US authorities denied entry into the country to the judge from Villa Clara, Melody González Pedraza, who was involved in the conviction of four young Cubans for "attempted murder," after arriving at Tampa International Airport in Florida with a Humanitarian Parole.
The media outlet Martí Noticias reported that upon arriving in the country, entry was denied to her due to the magistrate's history in Cuba, after which the woman was forced to seek political asylum and is currently detained.
According to the news portal, González Pedraza signed prison sentences against four young people under 30 years of age who on November 18, 2022, threw Molotov cocktails at the homes of police chiefs and regime officials in the municipality of Encrucijada.
He indicates that the trial was manipulated by State Security and was based on statements from its agents, without guarantees for due process.
Finally, the judge sentenced Andy Gabriel González Fuentes, Eddy Daniel Rodríguez Pérez, and Luis Ernesto Medina Pedraza to four years in prison, while a fourth defendant, Adain Barreiro Pérez, was sentenced to three years in prison. They were all convicted of the crime of assault.

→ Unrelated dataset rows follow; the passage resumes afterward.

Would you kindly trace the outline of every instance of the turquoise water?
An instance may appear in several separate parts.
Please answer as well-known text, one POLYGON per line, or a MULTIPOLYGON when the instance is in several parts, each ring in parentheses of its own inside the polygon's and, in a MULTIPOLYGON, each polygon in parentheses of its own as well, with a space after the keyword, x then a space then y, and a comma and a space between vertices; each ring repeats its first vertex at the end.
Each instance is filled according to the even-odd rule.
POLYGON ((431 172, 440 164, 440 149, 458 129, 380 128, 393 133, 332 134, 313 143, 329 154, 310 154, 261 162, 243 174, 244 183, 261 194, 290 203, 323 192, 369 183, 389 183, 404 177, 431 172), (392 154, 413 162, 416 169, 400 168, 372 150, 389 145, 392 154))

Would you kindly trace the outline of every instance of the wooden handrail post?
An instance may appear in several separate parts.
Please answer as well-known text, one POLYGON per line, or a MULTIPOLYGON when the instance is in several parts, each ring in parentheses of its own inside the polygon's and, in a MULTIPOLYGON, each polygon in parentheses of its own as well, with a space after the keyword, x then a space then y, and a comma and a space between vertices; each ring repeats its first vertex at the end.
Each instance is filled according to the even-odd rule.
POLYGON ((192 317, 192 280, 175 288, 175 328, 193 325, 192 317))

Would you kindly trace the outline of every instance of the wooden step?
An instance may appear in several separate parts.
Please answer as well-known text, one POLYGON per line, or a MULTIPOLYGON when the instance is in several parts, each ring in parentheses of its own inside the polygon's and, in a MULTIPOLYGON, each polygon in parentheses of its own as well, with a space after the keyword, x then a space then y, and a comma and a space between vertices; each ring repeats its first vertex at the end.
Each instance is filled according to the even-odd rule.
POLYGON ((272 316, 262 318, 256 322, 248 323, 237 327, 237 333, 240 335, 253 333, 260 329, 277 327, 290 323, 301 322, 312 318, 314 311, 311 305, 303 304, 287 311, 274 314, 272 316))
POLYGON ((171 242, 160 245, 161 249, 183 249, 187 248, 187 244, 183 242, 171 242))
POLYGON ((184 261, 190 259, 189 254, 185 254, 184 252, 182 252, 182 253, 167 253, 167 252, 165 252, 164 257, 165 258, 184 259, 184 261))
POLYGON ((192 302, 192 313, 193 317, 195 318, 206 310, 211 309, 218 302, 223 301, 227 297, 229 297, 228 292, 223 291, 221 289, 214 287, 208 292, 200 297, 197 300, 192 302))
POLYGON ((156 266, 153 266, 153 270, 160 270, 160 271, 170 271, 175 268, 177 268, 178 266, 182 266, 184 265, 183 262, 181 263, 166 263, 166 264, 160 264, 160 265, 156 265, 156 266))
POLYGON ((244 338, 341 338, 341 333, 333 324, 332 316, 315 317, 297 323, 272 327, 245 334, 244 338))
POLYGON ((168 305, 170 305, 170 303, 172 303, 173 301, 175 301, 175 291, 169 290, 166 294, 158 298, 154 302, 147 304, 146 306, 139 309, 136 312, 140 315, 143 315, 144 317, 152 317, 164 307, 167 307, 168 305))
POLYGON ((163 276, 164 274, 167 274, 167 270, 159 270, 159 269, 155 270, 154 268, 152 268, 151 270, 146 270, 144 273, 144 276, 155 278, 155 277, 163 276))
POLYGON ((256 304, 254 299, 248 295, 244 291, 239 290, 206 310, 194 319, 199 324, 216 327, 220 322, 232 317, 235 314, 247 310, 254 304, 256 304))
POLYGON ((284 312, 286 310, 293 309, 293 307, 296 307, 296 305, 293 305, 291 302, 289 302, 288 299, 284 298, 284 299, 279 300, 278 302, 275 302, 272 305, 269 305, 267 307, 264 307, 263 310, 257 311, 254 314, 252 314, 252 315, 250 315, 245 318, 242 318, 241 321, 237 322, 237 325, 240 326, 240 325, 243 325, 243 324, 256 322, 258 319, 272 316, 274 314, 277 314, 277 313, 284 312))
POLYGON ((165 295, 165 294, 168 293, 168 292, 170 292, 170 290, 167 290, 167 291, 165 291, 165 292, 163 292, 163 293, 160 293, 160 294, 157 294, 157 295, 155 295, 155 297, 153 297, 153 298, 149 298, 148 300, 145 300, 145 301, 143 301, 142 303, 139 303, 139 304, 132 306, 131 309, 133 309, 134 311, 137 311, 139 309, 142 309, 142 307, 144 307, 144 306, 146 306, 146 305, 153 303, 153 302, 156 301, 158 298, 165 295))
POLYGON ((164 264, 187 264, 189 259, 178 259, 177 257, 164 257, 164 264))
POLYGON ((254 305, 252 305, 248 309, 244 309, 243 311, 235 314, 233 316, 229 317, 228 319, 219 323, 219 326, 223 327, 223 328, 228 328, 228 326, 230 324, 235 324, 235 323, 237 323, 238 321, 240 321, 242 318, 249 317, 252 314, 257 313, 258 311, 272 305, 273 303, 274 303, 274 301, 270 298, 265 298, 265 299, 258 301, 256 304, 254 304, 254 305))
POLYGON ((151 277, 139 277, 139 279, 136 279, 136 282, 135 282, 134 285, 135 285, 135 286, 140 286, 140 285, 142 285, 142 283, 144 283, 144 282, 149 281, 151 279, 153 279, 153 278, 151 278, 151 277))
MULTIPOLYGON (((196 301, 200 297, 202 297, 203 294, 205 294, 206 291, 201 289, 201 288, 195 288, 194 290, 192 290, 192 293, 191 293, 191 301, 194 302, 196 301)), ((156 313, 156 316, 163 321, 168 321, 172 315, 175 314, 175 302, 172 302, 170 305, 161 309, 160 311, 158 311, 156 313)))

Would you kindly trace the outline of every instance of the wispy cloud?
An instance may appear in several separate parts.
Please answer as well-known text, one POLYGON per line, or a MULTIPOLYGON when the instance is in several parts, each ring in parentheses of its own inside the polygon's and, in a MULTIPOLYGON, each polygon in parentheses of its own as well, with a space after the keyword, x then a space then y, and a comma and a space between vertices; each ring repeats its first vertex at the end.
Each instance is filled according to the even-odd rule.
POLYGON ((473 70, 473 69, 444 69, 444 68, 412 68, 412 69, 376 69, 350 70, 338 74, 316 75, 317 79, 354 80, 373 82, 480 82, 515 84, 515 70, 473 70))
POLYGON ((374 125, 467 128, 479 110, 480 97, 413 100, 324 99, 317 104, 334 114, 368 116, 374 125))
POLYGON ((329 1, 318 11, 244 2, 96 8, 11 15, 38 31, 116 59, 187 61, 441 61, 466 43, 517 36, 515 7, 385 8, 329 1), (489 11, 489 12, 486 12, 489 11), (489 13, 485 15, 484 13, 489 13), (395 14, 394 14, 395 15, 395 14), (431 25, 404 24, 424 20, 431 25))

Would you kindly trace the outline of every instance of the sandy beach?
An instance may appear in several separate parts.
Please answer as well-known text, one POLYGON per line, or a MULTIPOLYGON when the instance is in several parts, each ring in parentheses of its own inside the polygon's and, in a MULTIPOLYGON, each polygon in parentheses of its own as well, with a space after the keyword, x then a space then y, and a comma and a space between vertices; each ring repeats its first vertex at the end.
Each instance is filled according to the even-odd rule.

The prisoners' mothers, from Cuba, have expressed their discontent with the parole granted, pointing out the injustices committed by the judge.
A mother commented that her son missed the opportunity to go to the United States due to the ruling by González Pedraza, who received the same benefit that he denied to her son.
Now, González Pedraza will have to start a criminal process which involves a credible fear interview and possibly face an immigration judge to prove his persecution in Cuba.
Her sponsor, Roberto Castellón, defends her case by arguing that she was just doing her job.
"Today I have spoken four times with immigration. Irreparable damage has been done to her by including her in the database of Cuban repressors. She is a Christian woman who was just doing her job," Castellón said in statements to Martí Noticias.
The outraged mothers of the convicted individuals claim, on their part, that "she should not be granted [political asylum] because she used her position to commit the greatest and most atrocious injustices in the world. Here is the case of these four young men: she abused her position, abused her power, and now she wants to live freely and fully, without paying for anything she did."
Although some accomplices of the Cuban regime, such as the nieces of Prime Minister Manuel Marrero Cruz, have benefited from humanitarian parole, constant denunciations from the Cuban exile have prevented others from taking advantage of this migratory benefit to settle in the United States.
Recently, Washington denied that program to the son of Marrero Cruz himself and to the former first secretary of the PCC in the Isle of Youth, Liván Fuentes Álvarez.